L'arbre de nos besoins

Publié le par Marc

Nous vivons dans une société où se créent chaque jour de nouveaux besoins. Pas une journée ne nous est offerte sans que l’on nous abreuve de messages nous incitant à nous offrir tels objets ou services garants de notre bonheur. Des plus utiles au plus futiles, ces objets nous confortent dans l’idée que notre bonheur ne dépend que de l’avoir et non de l’être. Parce que nous ne parvenons pas à nous interroger sur notre véritable nature et à remplir notre vide intérieur, nous nous condamnons à ornementer notre vie de possessions qui n’auront pour seul objet que de nous distraire ou de mieux nous représenter dans notre société.

Mais au fait, quels sont nos besoins ? Qu’est-ce qui nous est indispensable pour être heureux et qu’est-ce qui relève de l’artifice ? Si l’on s’en réfère à la pyramide des besoins du psychologue américain Abraham Harold Maslow, on peut les découper en cinq niveaux :

- Les besoins physiologiques

- Le besoin de sécurité

- Le besoin d’appartenance

- Le besoin d’estime

- Le besoin de s’accomplir

Au fond, nos plus grands besoins sont les besoins de certitude et de sécurité. Comment se sentir en sécurité en ce monde ? Comment être certain que nous allons conserver notre travail, notre intégrité physique, notre conjoint, nos enfants, notre équilibre psychique ? Il n’y a pas de réponses à cela. Le monde est par nature un milieu hostile et chaotique. Eau, air, terre et feu, chacun de ces quatre éléments peut nous détruire. Quant au cinquième, l’éther, il nous cantonne à cet espace limité que notre conscience refuse d’ouvrir.

 

Cependant, dans la tradition bouddhiste, il existe un sixième élément. Cet élément est l’esprit, et il pourrait bien nous sauver. Car tout passe par l’esprit, plus précisément par la hauteur d’esprit ; la compréhension profonde des choses. Si nos besoins de sécurité et de certitude nous obsèdent, nous laissons la place au pire des fléaux : la peur. Et s’il n’y a ne serait-ce qu’une once de peur dans notre vie, il ne peut y avoir d’amour.

Nos peurs rétrécissent l’immense espace de notre conscience.

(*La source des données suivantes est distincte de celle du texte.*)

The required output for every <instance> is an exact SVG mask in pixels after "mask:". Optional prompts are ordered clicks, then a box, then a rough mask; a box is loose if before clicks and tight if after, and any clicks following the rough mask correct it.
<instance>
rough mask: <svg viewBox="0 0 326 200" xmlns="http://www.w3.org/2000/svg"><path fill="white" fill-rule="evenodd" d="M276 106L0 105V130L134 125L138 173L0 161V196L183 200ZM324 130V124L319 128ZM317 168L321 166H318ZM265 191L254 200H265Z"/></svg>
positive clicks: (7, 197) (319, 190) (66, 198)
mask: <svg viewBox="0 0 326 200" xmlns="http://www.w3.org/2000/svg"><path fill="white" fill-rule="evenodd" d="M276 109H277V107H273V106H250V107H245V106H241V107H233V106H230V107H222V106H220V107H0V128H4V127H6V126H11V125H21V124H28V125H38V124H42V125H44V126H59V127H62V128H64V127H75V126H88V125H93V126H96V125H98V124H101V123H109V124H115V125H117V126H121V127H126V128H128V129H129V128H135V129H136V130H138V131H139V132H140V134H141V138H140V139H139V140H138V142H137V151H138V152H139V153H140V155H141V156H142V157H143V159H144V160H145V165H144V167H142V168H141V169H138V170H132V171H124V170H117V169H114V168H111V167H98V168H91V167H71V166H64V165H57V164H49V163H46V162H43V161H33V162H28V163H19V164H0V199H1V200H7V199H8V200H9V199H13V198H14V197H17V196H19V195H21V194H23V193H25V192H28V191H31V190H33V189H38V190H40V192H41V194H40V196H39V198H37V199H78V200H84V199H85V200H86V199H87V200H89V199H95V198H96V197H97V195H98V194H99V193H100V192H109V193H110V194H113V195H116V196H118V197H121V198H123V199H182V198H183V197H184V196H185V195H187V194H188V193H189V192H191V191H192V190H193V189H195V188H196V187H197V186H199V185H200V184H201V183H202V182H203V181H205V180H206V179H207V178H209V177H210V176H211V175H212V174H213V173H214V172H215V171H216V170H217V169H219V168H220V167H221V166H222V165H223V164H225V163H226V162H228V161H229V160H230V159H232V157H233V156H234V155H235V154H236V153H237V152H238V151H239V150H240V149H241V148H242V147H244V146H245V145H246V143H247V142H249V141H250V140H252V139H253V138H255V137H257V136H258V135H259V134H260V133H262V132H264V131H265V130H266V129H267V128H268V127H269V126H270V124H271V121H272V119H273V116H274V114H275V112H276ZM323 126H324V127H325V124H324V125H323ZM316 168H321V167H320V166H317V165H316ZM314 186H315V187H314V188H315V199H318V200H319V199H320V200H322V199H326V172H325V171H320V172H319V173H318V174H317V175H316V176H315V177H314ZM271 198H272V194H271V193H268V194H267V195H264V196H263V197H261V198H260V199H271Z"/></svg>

Elles nous confinent dans un univers où tout est matière à division, fragmentation, conflit, opposition. Lorsque nous avons peur, nous disons « non » à la vie ; nous refusons qu’elle se déploie en nous. C’est un manque de confiance que nous lui portons, même si elle peut nous apporter le pire. Mais ce n’est pas dans l’étreinte de l’angoisse, du doute et de la crainte, que nous trouverons la paix. La vie est un énorme terrain de potentialité où tout peut s’engouffrer. Essayons de le prendre ainsi.

 

Pour en revenir à la pyramide de Maslow, il n’y a que très peu de besoins fondamentaux. En revanche, il existe mille façons de satisfaire nos besoins dits secondaires. Est-ce que notre besoin d’estime peut être comblé par une vie sociale débordante ? Est-ce que notre besoin d’appartenance répond à tout le clinquant qui nous entoure pour nous sentir appartenir à une classe sociale digne de nous ? Est-ce notre besoin de sécurité qui nous empêche de claquer la porte au nez à notre patron pour aller voir ce qui se passe ailleurs ? De sortir des sentiers battus et de prendre des risques ?

 

Dans la complexité des besoins humains, nous pourrions en rajouter un nouveau qui en fait les rassemblent tous ou presque : le besoin de donner un sens à sa vie. Mais qu’est-ce que le sens de la vie ? Chacun a sa petite recette pour donner du sens à son existence. Il y a plusieurs façons de donner de la teneur à ses actes. Certains ont besoin de remplir chaque parcelle de leur vie. Faire, refaire, défaire, construire, déconstruire, reconstruire, voir, découvrir, c’est se sentir exister. L’angoisse permanente étant de se retrouver sur son lit de mort à constater qu’on n’a rien fait de sa vie. Mais faire quoi au juste ? Pour quoi faire ? Est-ce que signer des exploits ou voir des choses extraordinaires est gage d'un bonheur durable ? Ne vaut-il pas mieux être présent et heureux dans les tâches du quotidien ? Se sentir vivre et contenté par nos besoins premiers, n’est-ce pas là notre besoin premier ? De prendre la véritable mesure de la vie qui nous anime ; de la vie qui nous vit, quelle que soit sa teneur ; n'est-ce pas là le sens même de l'existence et du sens que nous devons lui donner ? Alors seulement, nos besoins secondaires pourront être comblés et pleinement considérés comme secondaires.